By crawling forward he attacked single handedly one MG post and killed or wounded all of its occupants. Not content with this feat, he tried twice more to reach another MG post but was severely wounded in the attempt.
Throughout this attack, as on so many previous occasions L/Sgt Sye behaved with great personal courage and the highest quality of leadership.”


“On 26 Dec ’44, at Bisaura near Faenza, Cpl Tindall displayed a devotion to duty and aggressive courage beyond praise. His Platoon had made a successful night attack on a group of houses and was immediately counter attacked by a stronger enemy force, which infiltrated right among the farm buildings, firing at the house on 3 sides with MGs and endeavouring to knock it down with a Bazooka. In this situation, Cpl Tindall showed a spirit which inspired his whole Platoon. During 3 hours of continual fighting, during which his Pl Commander was killed, he handled his section with such energy, dashing from post to post, encouraging his men and directing their fire, that the enemy was continually beaten off: he himself used grenades and TMC to great effect, killing two enemy, twice with no thought for danger he dashed out of the house himself and cleared the enemy from the outbuildings.

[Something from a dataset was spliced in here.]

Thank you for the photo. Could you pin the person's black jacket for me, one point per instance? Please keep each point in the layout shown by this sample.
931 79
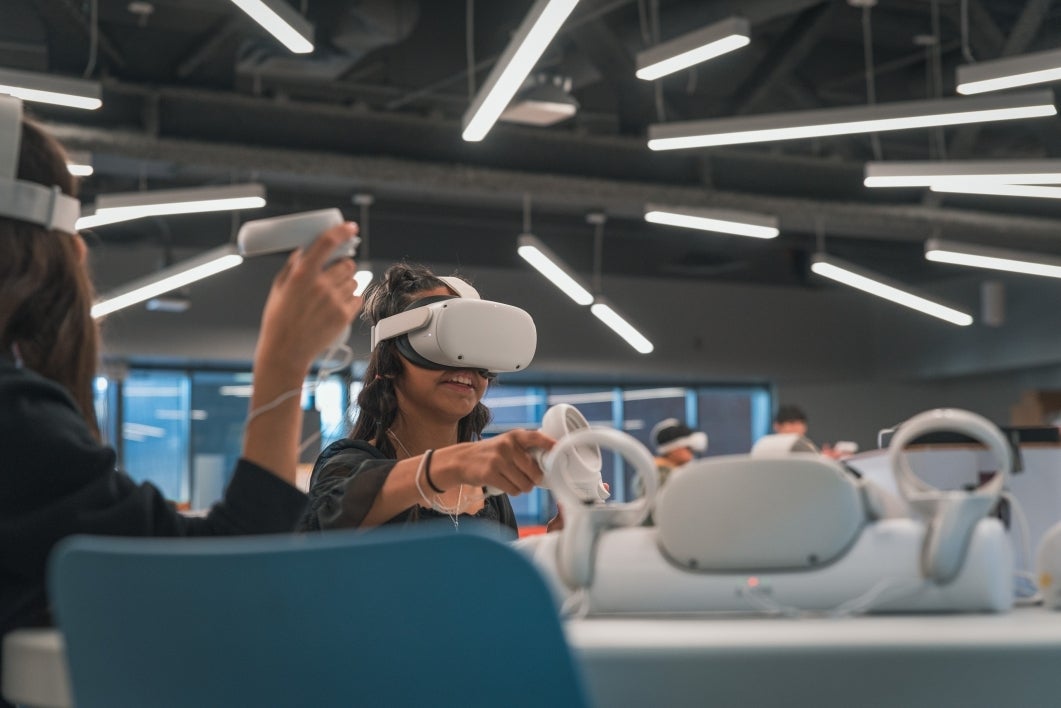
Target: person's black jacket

At the end of 3 hours of fighting his Pl, largely owing to the inspiration of Cpl Tindall’s magnificent example, had beaten off all attacks and the enemy was forced to withdraw leaving 8 dead.

Cpl Tindall’s extraordinary gallantry on this occasion is consistent with the fine leadership and fighting spirit he has shown in all the actions of this Bttn in Sicily and in both campaigns in Italy.”